Братья удивлённо переглянулись, но спрашивать ничего не стали.

– В сию полночь жду вас тутова, в конюшне! Трёх лошадей найдём… Врата запираются, да стражей тамо нетуть. А я вам калитку отворю железную, ту, со стороны холма…

Ночью Алёна пробралась в келью настоятельницы, спрятав под рясу огромное шило, что взяла в мастерской.

– Чавой надобно?.. – сквозь сон проворчала монахиня.

– Я по богоугодному делу, матушка… – начала Алёна.

– И чавой за дело?.. – вновь заворчала она.

Келья была озарена слабым лунным светом, свечи были затушены, лучина не горела. Тёмный силуэт Алёны медленно приближался к постели настоятельницы.

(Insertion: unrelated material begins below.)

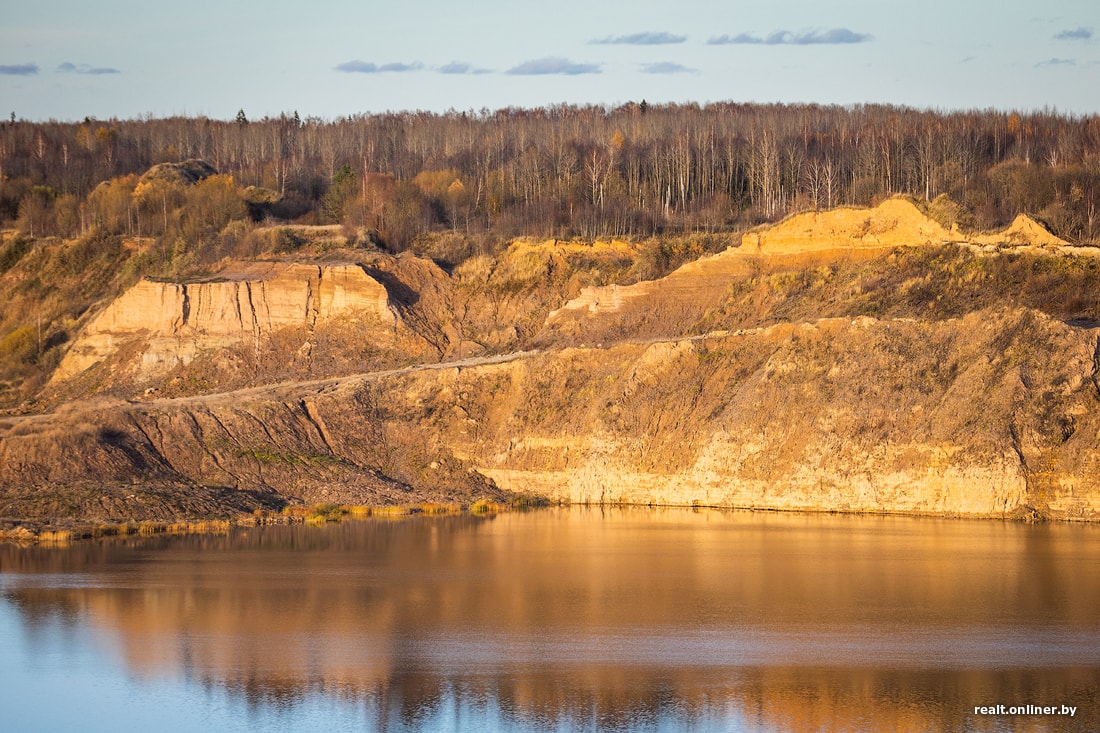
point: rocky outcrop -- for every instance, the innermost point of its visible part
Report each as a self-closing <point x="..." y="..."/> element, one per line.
<point x="156" y="326"/>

– А ну, отвечай, чавой надобно! – негодуя, вскрикнула та.

– Низвергнуть тябя, отродье адское! – грозным голосом предрекла Алёна.

– А? – не поняла настоятельница, но тут же на неё обрушилась рука послушницы с зажатым в ней шилом.

– Во имя отца! – Алёна нанесла первый удар, – И сына! – Второй, – И святага духа! – Третий. – Аминь!

Настоятельница только охнула после первого, а дальше из её горла фонтаном хлынула кровь. Два других удара она приняла только с глухими хрипами. Алёна вышла из кельи, оставив умирающую на окровавленной постели. Пётр и Тихон вопреки её сомнениям уже ждали на конюшне. Мало того, что они не струсили, так ещё и, вспомнив все обиды, порешили свою барыню.

Погони было не избежать. Чтобы сражаться с боярскими слугами, а то и стрельцами, Алёна с братьями стали набирать к себе в шайку всех желающих, попутно грабя купцов и богатых помещиков. Так гуляли они на средней Волге, пока однажды не двинули на юг.

К Разину пришёл уже большой сплочённый отряд. Алёна была в нём единственной бабой. Но все мужики, примкнувшие к ней, считали её спасительницей и заступницей, даже те, кто был старше и сильнее телом. Но не было никого сильнее духом…

Алёна со своим отрядом отправилась в Донские земли, ещё не представляя, что их там ждёт. Она, как и никто из беглых холопов, не видела прочего мира. Кто такие казаки, все знали только понаслышке. Знали, что это военный народ, вольный от царя и имеющий свои привилегии. Но про быт и образ жизни казачества никто толком ничего не знал.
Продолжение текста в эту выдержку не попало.